We recommend opening Rstudio's cheat sheet for dplyr.

library("tidyverse")

Exercises on joins

We'll be joining tables from the nycflights13 data set

library("nycflights13")
## Warning: package 'nycflights13' was built under R version 4.4.2

Exercise 1.1

Select time_hour, flight, carrier and tailnum from flights and join with the planes table. Check that the new table has the same amount of rows as the flights table.

You'll need to use the functions select(), left_join() and nrow()

data_flights_planes <- flights |> 
  select(time_hour, flight, carrier, tailnum) |> 
  left_join(planes, by = "tailnum")

nrow(data_flights_planes) == nrow(flights)

Exercise 1.2: Filtering joins

Choose planes with 1, 3 or 4 engines from planes and use semi_join() to filter so that only flights with these planes are left.

Choose the desired rows first by using filter() and %in%

planes_for_join <- planes |>
  filter(engines %in% c(1, 3:4)) 

data_1_3_4_eng <- flights |>
  semi_join(planes_for_join, by = "tailnum")
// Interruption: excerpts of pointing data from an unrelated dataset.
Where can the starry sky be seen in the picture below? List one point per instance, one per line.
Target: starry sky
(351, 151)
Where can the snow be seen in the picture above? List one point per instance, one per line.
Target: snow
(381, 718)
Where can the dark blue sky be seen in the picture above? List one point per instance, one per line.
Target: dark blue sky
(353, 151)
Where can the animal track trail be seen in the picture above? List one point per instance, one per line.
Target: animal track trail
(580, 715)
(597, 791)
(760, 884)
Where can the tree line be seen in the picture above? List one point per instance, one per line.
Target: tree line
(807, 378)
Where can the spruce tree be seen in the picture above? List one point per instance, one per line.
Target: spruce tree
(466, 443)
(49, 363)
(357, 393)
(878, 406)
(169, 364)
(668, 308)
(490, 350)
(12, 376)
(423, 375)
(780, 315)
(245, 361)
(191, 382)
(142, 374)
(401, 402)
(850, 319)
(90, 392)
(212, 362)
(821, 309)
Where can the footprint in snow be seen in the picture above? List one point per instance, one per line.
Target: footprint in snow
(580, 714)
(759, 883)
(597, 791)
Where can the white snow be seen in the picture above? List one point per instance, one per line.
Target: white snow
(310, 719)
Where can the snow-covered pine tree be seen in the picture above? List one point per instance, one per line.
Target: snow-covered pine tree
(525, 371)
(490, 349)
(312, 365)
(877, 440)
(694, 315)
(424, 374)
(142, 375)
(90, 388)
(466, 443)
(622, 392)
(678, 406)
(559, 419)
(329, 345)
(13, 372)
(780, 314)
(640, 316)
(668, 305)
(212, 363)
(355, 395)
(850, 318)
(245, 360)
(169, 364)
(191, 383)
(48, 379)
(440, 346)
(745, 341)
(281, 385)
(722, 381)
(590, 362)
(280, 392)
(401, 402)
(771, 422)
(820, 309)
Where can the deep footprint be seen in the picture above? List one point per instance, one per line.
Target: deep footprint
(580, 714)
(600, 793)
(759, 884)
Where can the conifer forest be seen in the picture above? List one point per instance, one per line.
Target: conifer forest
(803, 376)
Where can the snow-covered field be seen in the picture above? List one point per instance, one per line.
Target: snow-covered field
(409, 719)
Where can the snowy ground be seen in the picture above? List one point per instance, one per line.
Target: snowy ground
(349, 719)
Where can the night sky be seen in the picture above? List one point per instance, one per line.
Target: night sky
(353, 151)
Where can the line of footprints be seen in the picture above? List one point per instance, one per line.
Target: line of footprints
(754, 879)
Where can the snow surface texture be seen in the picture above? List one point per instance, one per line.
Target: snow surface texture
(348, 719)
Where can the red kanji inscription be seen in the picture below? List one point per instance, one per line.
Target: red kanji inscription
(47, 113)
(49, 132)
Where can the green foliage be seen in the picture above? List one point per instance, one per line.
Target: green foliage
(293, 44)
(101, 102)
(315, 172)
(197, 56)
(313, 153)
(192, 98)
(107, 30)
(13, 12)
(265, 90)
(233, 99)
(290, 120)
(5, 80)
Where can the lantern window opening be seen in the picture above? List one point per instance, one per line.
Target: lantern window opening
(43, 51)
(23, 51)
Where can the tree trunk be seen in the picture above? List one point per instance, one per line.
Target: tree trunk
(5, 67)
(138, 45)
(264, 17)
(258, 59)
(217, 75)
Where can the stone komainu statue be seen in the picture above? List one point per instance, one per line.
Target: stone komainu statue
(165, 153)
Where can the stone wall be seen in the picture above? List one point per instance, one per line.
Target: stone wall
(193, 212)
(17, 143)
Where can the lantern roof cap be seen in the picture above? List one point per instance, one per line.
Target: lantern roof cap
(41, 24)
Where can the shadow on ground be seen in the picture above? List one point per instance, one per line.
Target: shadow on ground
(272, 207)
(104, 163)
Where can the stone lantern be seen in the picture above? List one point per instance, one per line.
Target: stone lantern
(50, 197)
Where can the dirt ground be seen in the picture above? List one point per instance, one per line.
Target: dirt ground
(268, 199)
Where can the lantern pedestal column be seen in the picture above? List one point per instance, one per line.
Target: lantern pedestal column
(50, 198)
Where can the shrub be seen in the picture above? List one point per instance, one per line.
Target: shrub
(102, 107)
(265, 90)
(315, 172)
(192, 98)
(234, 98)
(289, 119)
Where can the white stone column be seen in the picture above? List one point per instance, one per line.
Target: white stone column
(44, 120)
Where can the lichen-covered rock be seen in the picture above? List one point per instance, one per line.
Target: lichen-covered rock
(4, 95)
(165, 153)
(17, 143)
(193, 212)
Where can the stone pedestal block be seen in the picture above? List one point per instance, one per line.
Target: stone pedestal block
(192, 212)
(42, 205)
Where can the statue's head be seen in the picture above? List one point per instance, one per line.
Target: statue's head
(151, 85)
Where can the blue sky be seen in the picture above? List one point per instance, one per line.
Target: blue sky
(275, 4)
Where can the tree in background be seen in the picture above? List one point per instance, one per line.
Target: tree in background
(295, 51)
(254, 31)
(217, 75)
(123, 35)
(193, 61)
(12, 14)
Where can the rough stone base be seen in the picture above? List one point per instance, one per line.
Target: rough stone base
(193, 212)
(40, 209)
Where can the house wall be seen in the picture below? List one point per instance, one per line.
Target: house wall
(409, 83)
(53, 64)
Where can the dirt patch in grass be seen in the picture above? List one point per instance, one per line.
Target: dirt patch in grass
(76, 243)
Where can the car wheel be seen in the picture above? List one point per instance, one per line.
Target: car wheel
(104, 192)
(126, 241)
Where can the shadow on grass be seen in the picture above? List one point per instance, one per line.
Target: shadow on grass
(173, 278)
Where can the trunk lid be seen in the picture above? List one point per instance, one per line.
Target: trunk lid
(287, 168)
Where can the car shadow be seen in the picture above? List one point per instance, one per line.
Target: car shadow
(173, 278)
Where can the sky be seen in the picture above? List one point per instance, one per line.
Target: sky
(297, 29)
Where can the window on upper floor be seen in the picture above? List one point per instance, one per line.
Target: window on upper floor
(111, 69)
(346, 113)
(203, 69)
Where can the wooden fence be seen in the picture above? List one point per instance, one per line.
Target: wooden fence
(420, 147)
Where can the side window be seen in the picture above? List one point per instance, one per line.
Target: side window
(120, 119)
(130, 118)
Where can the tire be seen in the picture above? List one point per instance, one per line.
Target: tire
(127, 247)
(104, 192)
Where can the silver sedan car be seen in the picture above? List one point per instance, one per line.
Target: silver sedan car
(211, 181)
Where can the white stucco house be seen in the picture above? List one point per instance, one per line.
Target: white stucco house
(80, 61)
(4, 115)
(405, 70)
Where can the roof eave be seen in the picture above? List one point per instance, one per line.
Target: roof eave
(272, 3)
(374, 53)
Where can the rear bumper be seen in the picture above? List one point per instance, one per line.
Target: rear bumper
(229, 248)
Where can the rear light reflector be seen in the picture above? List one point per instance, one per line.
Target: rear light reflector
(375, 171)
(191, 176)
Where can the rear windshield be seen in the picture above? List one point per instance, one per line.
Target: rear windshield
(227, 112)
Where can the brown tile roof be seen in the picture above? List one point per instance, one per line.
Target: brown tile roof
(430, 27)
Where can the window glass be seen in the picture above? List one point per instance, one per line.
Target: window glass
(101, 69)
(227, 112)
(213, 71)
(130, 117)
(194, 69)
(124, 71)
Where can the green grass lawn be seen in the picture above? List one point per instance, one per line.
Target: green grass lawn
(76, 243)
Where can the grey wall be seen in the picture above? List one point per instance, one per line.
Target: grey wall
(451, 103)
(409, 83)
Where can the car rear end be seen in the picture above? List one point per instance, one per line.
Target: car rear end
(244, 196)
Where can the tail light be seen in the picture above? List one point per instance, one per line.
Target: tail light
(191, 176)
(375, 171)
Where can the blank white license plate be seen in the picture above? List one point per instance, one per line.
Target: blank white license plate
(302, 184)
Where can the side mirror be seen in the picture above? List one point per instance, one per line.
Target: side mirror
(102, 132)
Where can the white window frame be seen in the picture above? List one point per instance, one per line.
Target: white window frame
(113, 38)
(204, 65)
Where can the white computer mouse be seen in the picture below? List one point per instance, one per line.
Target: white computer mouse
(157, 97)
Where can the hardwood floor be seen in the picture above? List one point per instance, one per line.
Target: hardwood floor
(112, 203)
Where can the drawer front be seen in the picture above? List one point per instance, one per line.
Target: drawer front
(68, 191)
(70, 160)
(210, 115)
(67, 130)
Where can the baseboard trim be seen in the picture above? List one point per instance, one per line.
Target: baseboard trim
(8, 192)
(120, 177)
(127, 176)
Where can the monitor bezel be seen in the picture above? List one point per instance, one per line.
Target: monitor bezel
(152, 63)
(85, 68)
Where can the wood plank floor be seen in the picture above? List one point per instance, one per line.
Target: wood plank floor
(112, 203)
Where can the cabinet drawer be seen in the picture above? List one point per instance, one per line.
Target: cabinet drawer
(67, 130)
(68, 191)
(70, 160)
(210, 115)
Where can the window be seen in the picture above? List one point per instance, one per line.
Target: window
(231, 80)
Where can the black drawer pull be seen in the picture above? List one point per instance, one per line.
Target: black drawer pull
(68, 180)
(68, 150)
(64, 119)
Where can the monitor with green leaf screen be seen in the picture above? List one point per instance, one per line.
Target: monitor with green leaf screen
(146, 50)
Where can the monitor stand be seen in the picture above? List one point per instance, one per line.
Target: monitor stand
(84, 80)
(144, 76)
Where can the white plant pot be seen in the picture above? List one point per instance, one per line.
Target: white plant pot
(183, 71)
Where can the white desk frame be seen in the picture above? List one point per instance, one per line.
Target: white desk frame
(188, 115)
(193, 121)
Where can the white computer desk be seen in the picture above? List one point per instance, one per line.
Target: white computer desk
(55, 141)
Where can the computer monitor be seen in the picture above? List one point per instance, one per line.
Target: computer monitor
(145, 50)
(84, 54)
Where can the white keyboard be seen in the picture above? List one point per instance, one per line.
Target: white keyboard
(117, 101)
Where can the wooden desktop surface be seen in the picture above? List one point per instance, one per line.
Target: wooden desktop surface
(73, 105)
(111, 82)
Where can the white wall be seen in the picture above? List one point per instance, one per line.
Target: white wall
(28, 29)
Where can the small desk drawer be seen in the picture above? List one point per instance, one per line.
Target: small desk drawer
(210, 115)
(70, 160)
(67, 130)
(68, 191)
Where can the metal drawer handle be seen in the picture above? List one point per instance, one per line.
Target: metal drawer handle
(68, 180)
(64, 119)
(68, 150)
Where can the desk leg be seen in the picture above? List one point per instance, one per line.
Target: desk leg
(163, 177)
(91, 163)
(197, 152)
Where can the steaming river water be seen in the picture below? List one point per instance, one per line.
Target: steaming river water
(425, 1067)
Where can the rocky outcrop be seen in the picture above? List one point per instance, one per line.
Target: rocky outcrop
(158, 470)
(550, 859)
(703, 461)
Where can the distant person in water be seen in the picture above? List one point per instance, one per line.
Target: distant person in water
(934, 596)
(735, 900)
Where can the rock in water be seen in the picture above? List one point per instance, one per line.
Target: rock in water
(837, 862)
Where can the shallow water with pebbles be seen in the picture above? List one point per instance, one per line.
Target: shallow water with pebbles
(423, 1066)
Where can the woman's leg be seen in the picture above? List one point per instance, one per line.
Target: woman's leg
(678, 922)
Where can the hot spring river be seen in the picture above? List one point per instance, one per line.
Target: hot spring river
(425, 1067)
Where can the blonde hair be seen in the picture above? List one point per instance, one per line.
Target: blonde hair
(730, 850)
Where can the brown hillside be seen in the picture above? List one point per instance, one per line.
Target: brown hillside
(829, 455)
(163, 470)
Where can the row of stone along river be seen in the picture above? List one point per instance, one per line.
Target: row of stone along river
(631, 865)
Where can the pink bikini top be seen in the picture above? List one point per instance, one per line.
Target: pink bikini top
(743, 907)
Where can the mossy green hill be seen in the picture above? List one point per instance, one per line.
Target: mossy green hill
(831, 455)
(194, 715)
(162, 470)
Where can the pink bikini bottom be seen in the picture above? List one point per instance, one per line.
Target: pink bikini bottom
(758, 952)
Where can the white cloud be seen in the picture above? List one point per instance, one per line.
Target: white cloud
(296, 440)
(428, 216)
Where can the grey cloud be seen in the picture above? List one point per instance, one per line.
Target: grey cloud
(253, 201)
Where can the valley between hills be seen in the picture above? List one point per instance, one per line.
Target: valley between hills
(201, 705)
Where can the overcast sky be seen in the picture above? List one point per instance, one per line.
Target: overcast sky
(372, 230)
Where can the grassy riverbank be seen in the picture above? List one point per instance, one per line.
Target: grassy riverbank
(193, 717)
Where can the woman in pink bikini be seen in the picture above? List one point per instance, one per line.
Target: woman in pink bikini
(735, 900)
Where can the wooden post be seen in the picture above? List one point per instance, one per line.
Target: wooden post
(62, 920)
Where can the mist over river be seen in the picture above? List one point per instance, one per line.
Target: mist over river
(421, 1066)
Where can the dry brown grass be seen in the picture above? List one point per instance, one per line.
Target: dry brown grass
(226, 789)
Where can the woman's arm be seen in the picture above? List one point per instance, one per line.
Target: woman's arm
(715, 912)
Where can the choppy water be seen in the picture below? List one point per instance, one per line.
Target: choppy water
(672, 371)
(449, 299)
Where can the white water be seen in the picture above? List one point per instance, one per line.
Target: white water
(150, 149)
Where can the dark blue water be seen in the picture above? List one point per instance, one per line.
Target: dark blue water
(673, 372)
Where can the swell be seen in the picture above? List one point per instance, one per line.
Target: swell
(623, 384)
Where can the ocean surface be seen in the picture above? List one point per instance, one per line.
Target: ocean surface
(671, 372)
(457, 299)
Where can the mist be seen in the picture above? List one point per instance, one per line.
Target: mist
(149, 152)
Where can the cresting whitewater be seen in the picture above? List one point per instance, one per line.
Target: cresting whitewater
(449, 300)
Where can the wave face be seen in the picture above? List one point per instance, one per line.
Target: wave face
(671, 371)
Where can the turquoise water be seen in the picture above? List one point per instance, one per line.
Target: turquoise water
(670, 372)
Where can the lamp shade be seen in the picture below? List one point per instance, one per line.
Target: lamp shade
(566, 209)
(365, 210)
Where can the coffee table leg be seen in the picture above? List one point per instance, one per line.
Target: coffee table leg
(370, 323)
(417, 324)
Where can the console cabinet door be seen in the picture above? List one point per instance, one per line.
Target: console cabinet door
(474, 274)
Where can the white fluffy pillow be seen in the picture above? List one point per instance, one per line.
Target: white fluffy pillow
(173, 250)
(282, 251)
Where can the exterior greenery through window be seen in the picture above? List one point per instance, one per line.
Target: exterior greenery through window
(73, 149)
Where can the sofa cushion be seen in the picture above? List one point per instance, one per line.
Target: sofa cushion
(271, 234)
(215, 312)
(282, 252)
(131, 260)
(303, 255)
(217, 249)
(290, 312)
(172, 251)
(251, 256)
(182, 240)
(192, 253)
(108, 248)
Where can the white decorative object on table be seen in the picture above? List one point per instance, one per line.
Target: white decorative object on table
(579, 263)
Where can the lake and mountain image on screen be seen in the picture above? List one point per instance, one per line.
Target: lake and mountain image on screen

Exercise 1.3: Filtering joins

Some of the planes have a missing value in the year variable. Remove flights with these planes by using anti_join(). Check that some flights have been removed.

Choose the planes to exclude first by using filter() and is.na().

planes_to_remove <- planes |>
  filter(is.na(year)) 

data_planes_year <- flights |>
  anti_join(planes_to_remove, by = "tailnum")

nrow(flights) > nrow(data_planes_year)

Exercise 1.4: Joining tables and creating new variables

Find out if any flights in the data have been flying at a higher average speed than that plane's listed speed.

You'll need to create multiple new variables using 'air_time' (which is in minutes) and 'distance' to be able to compare the miles per hour of the flight to that plane's speed.

data_flights_speed <- flights |> 
  left_join(planes, by = "tailnum") |> 
  mutate(air_time_hours = air_time / 60,
         mph = distance / air_time_hours,
         super_speed = mph > speed)

data_flights_speed |> count(super_speed)

Exercise 1.5

Using the weather data and the table you created in the last exercise, find out the overall average wind speed for flights that were faster than their listed plane speeds. Compare it to the average wind speed for the slower flights.

Look under time_hour in the documentation for the flights data set for an idea of how to join the weather data. Then use filter() and mean(). The latter function needs a vector as its first argument - you cannot pipe a table into it.

data_with_weather <- data_flights_speed |> 
  left_join(weather, by = c("origin", "time_hour"))

data_super_speed <- data_with_weather |> filter(super_speed == TRUE)
data_less_speed <- data_with_weather |> filter(super_speed == FALSE)

mean(data_super_speed$wind_speed, na.rm = TRUE)
mean(data_less_speed$wind_speed, na.rm = TRUE)